Governance
This project exists to produce a neutral, openly governed record layer for agent actions — and to give it away. This page states how it's run today, the principles it holds to, and the concrete path to a neutral home.
Why governed this way
Verifiable records of what AI agents do are infrastructure the whole ecosystem depends on. We think AI safety and open standards matter far too much for that layer to be controlled by any single company — so the design goal from day one is to donate it. The maintainers have stewarded openly and neutrally governed software before (the Presto Foundation, under the Linux Foundation), and this project is modeled on that practice.
Principles
| Open | Apache-2.0 tooling; the specification under the IETF Trust's terms (BCP 78/79, code components under the Revised BSD License). Developed in public. |
|---|---|
| Vendor-neutral | No required product; the specification favors no vendor. Any party can implement, run, and anchor — including in their own environment. |
| Verifiable | Decisions, like capsules, happen in the open: public issues, public PRs, public discussion. |
| Donate by design | The profile, the trademark, and the reference services are intended to transfer to a neutral foundation as the ecosystem matures. |
Where it stands today
The project is stewarded by Action State Group, which also operates the reference services (the public transparency log and the hosted verifier) for now. This is the honest current state: a single steward, structured to become neutral — not yet a multi-party foundation. We say so plainly rather than imply neutrality the structure doesn't yet have.
Roles
| Contributors | Anyone who opens an issue or PR. Contributions are made under the DCO (sign-off); no CLA. |
|---|---|
| Maintainers | Review and merge changes, cut releases, and steward each repo. Co-maintainers from other organizations are explicitly welcome — earning merge rights through sustained, quality contribution. |
| Technical Steering (planned) | As independent maintainers join, a lightweight Technical Steering Committee will take over cross-repo decisions — the standard Linux-Foundation-style model. |
How decisions are made
Changes happen by pull request and public discussion, with lazy consensus among maintainers; significant changes get an issue first. The specification evolves through the IETF process — it's an individual Internet-Draft (draft-mih-scitt-agent-action-capsule), and the goal is to bring it to the SCITT working group, where the WG — not this project — decides its standing.

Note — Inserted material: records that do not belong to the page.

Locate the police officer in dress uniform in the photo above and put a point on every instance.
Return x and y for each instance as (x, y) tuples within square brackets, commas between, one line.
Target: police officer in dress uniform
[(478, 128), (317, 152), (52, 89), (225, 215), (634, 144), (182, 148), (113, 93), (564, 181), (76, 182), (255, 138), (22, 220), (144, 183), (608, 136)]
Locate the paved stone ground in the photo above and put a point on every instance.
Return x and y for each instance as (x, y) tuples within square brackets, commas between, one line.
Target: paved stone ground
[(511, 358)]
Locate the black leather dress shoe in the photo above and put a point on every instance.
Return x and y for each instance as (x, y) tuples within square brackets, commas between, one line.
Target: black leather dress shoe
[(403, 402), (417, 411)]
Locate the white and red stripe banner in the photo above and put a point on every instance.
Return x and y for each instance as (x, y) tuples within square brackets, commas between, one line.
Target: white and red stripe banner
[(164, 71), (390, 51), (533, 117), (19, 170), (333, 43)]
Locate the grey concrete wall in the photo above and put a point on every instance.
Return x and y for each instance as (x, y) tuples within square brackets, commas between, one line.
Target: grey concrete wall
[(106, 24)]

Conformance to the final standard
SCITT and COSE are still being finalized at the IETF. This profile is built to track them: as those drafts advance and are published as RFCs, the profile and its reference implementations will be updated to conform to the final versions, and any breaking changes will be versioned and documented. Building on it today should not strand you when the standard lands.
The path to a neutral foundation
Donation is a commitment, not just a hope. The intended sequence:
| Trigger | What transfers |
|---|---|
| Independent implementers + a stable profile | governance moves to a Technical Steering Committee with multi-org maintainers |
| Foundation home selected | the agentactioncapsule.org domain, the “Agent Action Capsule” trademark, and the reference services transfer to the neutral home |
| Spec adoption | change control of the profile follows the IETF process on WG adoption / RFC publication |
Candidate homes are neutral, foundation-style bodies in the open-source / standards world; the specific home will be chosen with the community rather than announced unilaterally.
Scope & boundaries
The open project is the record layer: the profile, the producer (with example constraint manifests), the verifier, and the anchor. Acting on declared constraints at runtime — enforcement — is a separate concern that composes with a policy gateway. The capsule records what happened; it does not gate. We call that boundary out so the open/commercial line is transparent, not implied.